Tuesday, July 23, 2013

Not Very Diplomatic

In past blogs I have discussed some of my friends.  Just by first name so as not to cause them undue celebrity.  Avoiding those nosy reporters can become very time consuming. However this time I have to reveal the complete identity of my friend, Dr. Michael Binder.  Why you ask? Because Mike is the current World Champion of a very interesting game called Diplomacy.  And that's what this is all about.

Mike and his wife Amy live in Florida and every summer they visit Amy's parents who have a beautiful home on the beach on the north shore of Long Island.  Not as ritzy as the Hamptons or Sag Harbor but still a most relaxing place to spend time.  I generally visit with them at this time but I was committed to work at the US Women's Open golf tournament (see previous blog) and I was so exhausted that I couldn't make it.  Mike understood but I was upset.  Then he said that he was going from Long Island to Philadelphia (by train no less) to play in a Diplomacy tournament.  I said I would meet him there and hang with him.  He said there wouldn't be enough time for serious hanging out but I was committed to see him.  I made a reservation and I was set.

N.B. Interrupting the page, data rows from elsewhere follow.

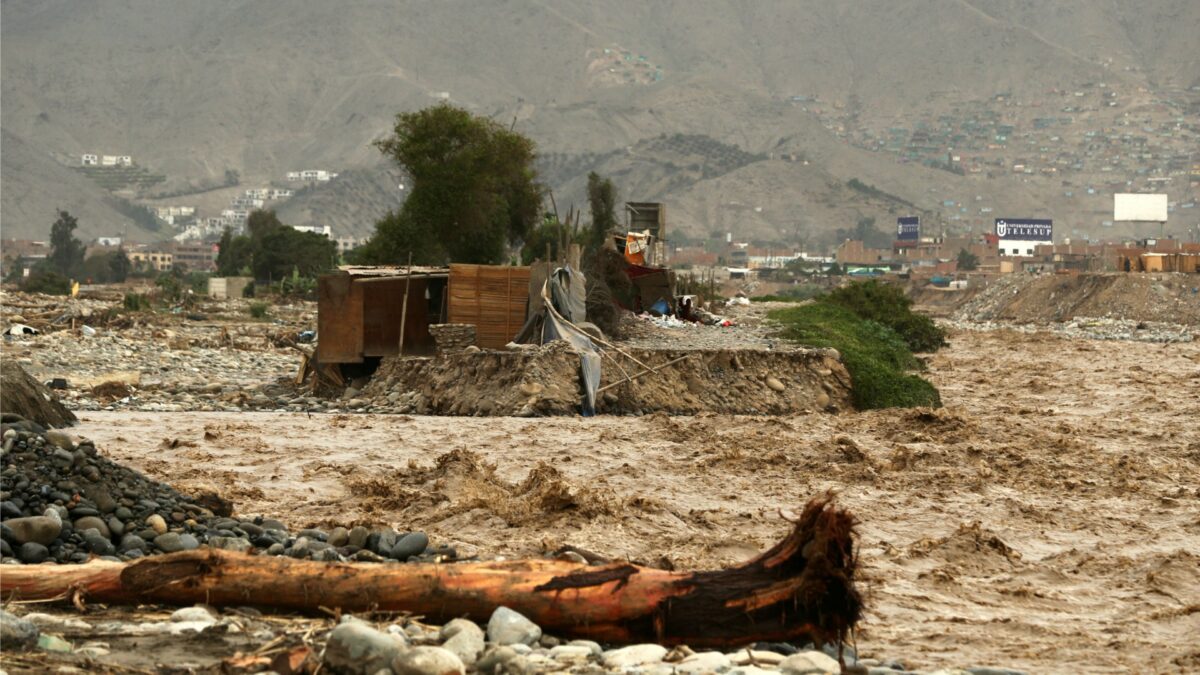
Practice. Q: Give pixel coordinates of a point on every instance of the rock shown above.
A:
(168, 543)
(157, 524)
(35, 529)
(465, 639)
(594, 646)
(339, 537)
(193, 614)
(508, 627)
(810, 663)
(229, 544)
(358, 536)
(634, 655)
(427, 661)
(414, 543)
(496, 657)
(571, 653)
(759, 657)
(31, 553)
(703, 662)
(16, 633)
(357, 649)
(60, 440)
(93, 523)
(53, 644)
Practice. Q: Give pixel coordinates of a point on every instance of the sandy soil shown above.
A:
(1048, 518)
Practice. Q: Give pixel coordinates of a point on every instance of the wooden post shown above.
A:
(403, 308)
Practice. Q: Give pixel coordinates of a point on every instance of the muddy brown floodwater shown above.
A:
(1048, 518)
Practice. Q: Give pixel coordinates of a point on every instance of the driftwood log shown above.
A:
(802, 589)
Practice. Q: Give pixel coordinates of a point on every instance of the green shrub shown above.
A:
(46, 281)
(887, 304)
(877, 358)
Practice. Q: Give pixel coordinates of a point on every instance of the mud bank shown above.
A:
(545, 381)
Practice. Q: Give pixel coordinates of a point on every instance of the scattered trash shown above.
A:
(22, 329)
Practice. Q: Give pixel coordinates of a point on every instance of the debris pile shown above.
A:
(528, 381)
(65, 502)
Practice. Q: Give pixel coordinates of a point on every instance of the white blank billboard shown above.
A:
(1139, 207)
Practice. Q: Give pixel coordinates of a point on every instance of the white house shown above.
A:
(316, 230)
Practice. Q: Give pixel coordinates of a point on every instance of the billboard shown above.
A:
(909, 228)
(1139, 207)
(1025, 230)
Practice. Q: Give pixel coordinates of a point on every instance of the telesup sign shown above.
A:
(1025, 230)
(909, 228)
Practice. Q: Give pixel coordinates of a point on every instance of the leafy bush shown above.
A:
(888, 305)
(47, 281)
(876, 357)
(258, 310)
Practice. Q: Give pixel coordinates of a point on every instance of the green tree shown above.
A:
(603, 202)
(474, 190)
(233, 254)
(967, 261)
(66, 251)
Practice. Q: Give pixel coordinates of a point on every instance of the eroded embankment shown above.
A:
(545, 381)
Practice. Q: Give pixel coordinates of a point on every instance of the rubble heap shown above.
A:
(63, 501)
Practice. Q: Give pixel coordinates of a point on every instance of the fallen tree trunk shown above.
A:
(802, 589)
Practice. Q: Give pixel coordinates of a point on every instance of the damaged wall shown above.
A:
(544, 381)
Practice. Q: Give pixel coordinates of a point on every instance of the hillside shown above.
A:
(198, 89)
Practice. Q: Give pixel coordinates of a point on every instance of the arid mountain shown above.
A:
(195, 90)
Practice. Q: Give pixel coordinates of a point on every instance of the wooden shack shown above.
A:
(360, 310)
(491, 298)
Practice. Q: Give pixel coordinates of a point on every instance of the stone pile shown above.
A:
(64, 502)
(453, 338)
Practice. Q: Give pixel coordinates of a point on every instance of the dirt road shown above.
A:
(1048, 518)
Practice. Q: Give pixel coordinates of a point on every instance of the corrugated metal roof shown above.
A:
(394, 270)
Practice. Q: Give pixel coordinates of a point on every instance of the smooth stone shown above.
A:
(31, 553)
(358, 536)
(508, 627)
(339, 537)
(703, 662)
(35, 529)
(427, 661)
(414, 543)
(571, 653)
(357, 649)
(597, 650)
(634, 655)
(93, 523)
(16, 632)
(60, 440)
(156, 523)
(168, 543)
(193, 614)
(495, 657)
(810, 663)
(465, 639)
(229, 544)
(756, 657)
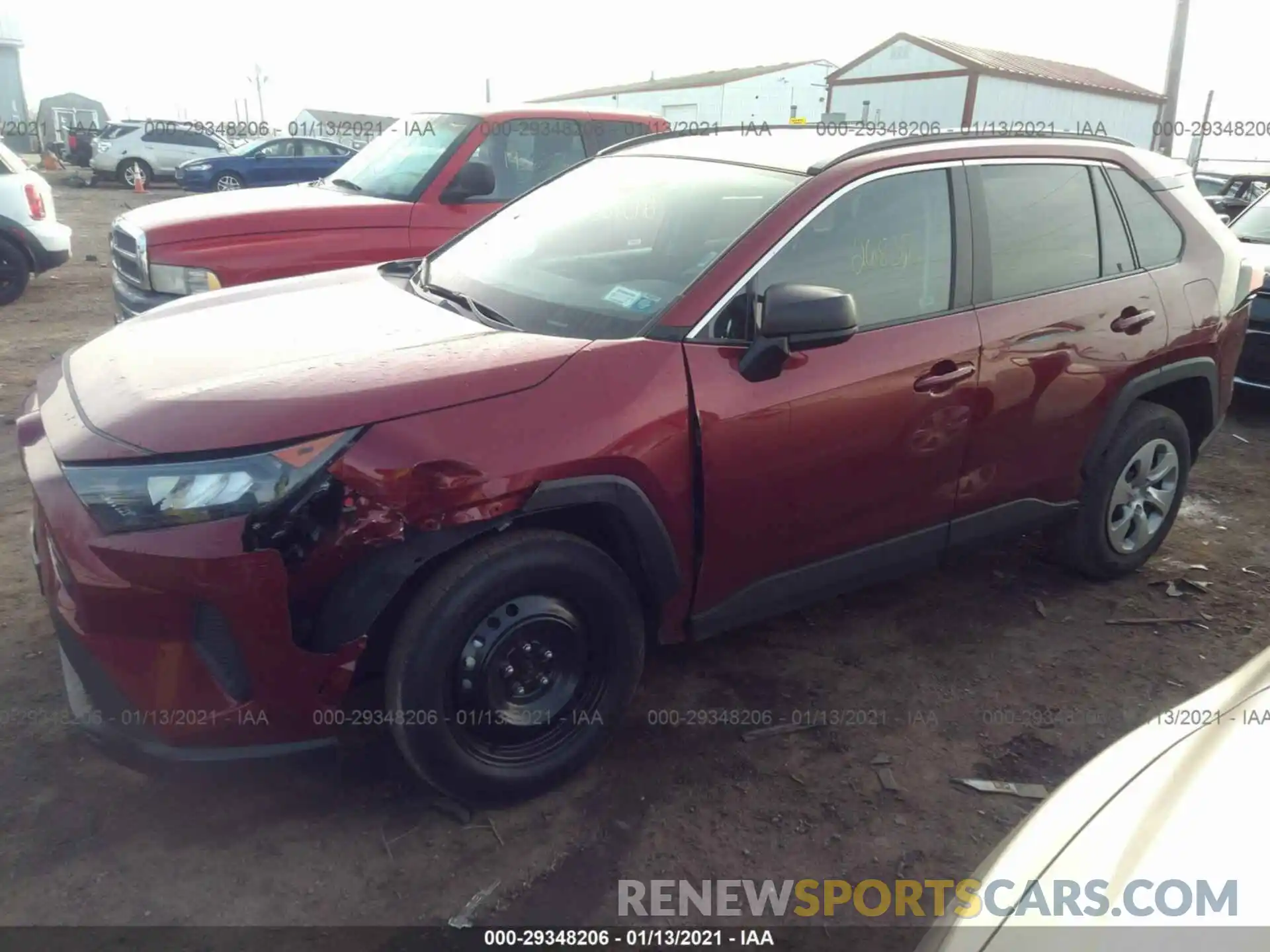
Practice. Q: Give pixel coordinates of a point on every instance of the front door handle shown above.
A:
(1132, 320)
(944, 379)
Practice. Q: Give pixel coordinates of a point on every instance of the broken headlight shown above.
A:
(131, 496)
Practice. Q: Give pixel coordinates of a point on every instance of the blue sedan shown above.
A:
(271, 161)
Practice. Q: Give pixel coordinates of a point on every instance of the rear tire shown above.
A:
(513, 666)
(15, 270)
(1130, 500)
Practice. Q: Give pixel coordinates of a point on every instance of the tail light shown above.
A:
(36, 202)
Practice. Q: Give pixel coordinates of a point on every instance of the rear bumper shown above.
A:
(130, 301)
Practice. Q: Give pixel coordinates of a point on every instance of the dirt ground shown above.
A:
(999, 666)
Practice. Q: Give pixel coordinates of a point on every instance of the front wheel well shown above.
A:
(597, 524)
(1191, 399)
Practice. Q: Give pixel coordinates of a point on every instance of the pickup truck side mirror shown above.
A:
(796, 317)
(472, 180)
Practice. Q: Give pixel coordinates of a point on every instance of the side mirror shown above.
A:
(796, 317)
(472, 180)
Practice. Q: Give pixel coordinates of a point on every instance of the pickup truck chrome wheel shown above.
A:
(1143, 496)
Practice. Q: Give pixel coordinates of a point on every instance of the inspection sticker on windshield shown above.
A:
(630, 299)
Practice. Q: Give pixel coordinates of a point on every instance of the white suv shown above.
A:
(31, 237)
(150, 150)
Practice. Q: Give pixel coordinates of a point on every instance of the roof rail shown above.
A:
(876, 145)
(759, 128)
(882, 145)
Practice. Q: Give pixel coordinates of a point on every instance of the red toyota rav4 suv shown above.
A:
(415, 186)
(697, 381)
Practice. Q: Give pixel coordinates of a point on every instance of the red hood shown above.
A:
(252, 211)
(282, 360)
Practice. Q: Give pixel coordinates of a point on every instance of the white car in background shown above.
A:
(31, 237)
(150, 150)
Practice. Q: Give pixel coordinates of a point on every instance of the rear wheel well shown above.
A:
(597, 524)
(1191, 399)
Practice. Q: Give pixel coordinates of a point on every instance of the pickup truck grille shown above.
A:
(125, 258)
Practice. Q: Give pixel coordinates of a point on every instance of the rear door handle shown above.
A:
(1130, 321)
(939, 381)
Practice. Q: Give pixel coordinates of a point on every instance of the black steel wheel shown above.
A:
(15, 270)
(513, 666)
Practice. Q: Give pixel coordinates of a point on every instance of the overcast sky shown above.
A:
(384, 58)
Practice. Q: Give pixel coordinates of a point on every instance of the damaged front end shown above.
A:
(355, 536)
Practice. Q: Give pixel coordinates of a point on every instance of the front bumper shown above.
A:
(130, 300)
(177, 643)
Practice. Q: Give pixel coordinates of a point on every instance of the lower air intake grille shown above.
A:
(219, 651)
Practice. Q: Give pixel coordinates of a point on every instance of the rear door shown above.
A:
(843, 467)
(1067, 315)
(275, 164)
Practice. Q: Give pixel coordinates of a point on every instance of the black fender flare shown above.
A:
(1197, 367)
(361, 594)
(636, 512)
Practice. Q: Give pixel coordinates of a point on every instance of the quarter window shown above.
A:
(1155, 234)
(887, 243)
(1042, 229)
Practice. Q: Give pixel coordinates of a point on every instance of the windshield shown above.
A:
(394, 163)
(603, 251)
(1254, 225)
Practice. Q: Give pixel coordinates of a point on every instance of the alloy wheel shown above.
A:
(1143, 496)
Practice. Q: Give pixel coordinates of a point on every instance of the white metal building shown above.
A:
(759, 95)
(917, 79)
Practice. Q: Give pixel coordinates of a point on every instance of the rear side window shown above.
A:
(1043, 233)
(1155, 234)
(1117, 257)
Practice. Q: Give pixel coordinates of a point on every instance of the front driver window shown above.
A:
(887, 243)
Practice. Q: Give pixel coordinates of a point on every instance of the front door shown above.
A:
(843, 467)
(1064, 313)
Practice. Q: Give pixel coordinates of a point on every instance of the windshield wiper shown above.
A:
(483, 313)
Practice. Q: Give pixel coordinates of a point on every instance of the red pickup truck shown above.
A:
(419, 183)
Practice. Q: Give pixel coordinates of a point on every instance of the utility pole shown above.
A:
(259, 84)
(1174, 79)
(1198, 141)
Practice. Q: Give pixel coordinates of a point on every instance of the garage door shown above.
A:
(676, 114)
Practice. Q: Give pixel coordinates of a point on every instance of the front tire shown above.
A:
(134, 169)
(15, 270)
(1130, 500)
(513, 666)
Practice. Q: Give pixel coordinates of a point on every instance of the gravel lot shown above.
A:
(959, 669)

Now I have never really been a big fan of Diplomacy but I figured the best way to learn to like it was to understand it and I figured the best way to understand it was to watch it. Now I understand it and it is fascinating.

The game takes place in 1901 Europe. Empires are being built and power is being brokered.  Your goal is to dominate the map.  How do you do this? With guns and bombs? No. Through negotiation and backstabbing. Basically you talk to the other players (in closed, secret meetings) on a 1 to 1 basis and create alliances.  Then when it suits your needs you turn on them. But what if they beat you to it?  That is the fascinating part of the game.

Anyway the game consists of 15 - 20 minute negotiating sessions followed by 5 minutes of moving the pieces (everybody moves at the same time). As fascinating as it is to watch I decided to go out and walk around Philly for a little bit.  I was staying on Broad St just south of City Hall and the area has a lot going on.  It is also very gay.  Not that there's anything wrong with that.  It's actually one of the primary reason there's a lot going on.

I walked and window shopped, bought an ice cream cone and people watched. And I got hit on.  Twice.  I guess I still have it.  At least for middle aged gay guys. Very nice.  As I got back to the hotel I saw Amy talking to a really tall (6'6"), incredibly buff guy.  She introduced him to me as an old high school friend named Marcus. He was wearing a skin tight cycling outfit and he had a very expensive looking bike.

We made some small talk and I mentioned that I had walked around the area.  The first thing out of his mouth was that it was really gay. Now it wasn't hard to figure out that Marcus was probably gay and he may have been doing this to gauge my level of homophobia.  I just said that I didn't really notice the guys holding hands and making out.  This kind of threw him for a loop.  He looked at me a little funny and didn't really talk much more.  I said good night and went back to the Diplomacy tournament.

The next day Mike, Amy and I went for breakfast.  On the walk to the restaurant Amy mentioned that I was rude to Marcus.  Now let's get one thing straight.  I am capable of being extremely rude (and obnoxious) but this comment threw me big time.  How was I rude? "Well you made fun of him being gay" she said.  This floored me.  I am at a loss to understand it but  all I can say is I must not have been very diplomatic.

In the world of diplomacy, some things are better left unsaid.